Lotus came back out for a two song encore that left fans high and happy. Intro to a Cell was a great choice, the combination of Chuck's percussion and dueling guitars create a synergistic display of dynamic range. With a mighty peak, it had the crowd on their toes before being brought down one last time. Lotus is so good at doing just that, bringing the crowd all the way up and then setting them back down with gentle direction. Behind Midwest Storefronts closed out Summerdance 2015 with an emotional satisfaction, one that was felt by every single individual who truly loves this band. I saw a lot of tears and hugs during the song. It's one of those songs that holds special meaning to a lot of different people for a lot of different reasons. A symbiosis took place on the beach during that song, it let everybody know that everything was going to be alright. The light is going to shine through and the future is going to be bright. The stars smiled upon us all with a nurturing presence of natural comfort. Lotus ended the weekend with a perfect storm of songs; the band executed with precise playing and showed everyone that they're continuing to move onward and upward. They're doing so by never forgetting where they came from, never forgetting their roots. The sound and songs may chance but the emotion will always stay the same. Underneath it all Lotus is communicating a message of hope and peace, one that the world really needs. Keep your ears and eyes open, this is just the beginning.
Overall, it was the riskiest and most creative that I've ever seen Lotus play. The whole weekend had special moments scattered throughout, ones that I won't soon forget. The magical connection between Lotus and Nelson Ledges is alive and well. I'm curious to see what next year brings the band; I wish them continued success as their fan base grows and their shows evolve, thousands of people become more and more inspired. All five musicians are clicking with an alleviated sense of togetherness.
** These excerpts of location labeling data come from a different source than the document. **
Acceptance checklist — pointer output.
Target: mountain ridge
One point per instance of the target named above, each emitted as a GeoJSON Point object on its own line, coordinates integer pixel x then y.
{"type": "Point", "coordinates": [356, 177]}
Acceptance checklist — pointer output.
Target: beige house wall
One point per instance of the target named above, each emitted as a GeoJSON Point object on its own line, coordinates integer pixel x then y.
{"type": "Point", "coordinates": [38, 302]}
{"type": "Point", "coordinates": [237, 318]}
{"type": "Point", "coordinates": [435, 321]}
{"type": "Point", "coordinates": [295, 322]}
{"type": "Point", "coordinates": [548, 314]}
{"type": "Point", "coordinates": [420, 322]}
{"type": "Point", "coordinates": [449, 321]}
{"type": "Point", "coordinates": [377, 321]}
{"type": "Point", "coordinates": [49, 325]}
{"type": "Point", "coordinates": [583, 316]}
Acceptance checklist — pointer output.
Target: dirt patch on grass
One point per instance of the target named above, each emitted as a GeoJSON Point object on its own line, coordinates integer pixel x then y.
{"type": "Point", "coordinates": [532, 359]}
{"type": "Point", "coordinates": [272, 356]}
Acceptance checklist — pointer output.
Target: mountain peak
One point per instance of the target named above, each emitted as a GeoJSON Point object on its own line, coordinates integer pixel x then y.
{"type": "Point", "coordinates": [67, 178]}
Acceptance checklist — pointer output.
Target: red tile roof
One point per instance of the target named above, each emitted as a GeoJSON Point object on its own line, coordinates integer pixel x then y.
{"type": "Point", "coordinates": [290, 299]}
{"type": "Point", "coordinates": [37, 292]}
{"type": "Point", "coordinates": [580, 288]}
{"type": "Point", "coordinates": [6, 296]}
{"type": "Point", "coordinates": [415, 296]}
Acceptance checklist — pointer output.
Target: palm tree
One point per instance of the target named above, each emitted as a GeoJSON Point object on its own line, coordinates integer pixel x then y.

Each band member contributes a necessary aspect; Luke Miller is the mind, Mike Rempel is the soul, Jesse Miller is the heart beat while Chuck Morris and Mike Greenfield are the backbone. The being of Lotus would not be able to function without each member putting forth their best effort. There's something esoteric about Nelson Ledges Quarry Park, and Lotus knows it. The combination of the two create an energy that is one in its own. Their songs filled the air with infectious bliss that was felt by all. Lotus is going everywhere without going anywhere. They are taking the music scene by storm without gimmicks and overzealous promotion. Authenticity goes a long way in music and Lotus has proven that. Summerdance was the pinnacle of their hard work and dedication, the band and fans know it. Absorb the energy and cast it back into the world with a smile on your face. Use what you felt at Summerdance to benefit your life. Remember, the Lotus vibes are everlasting.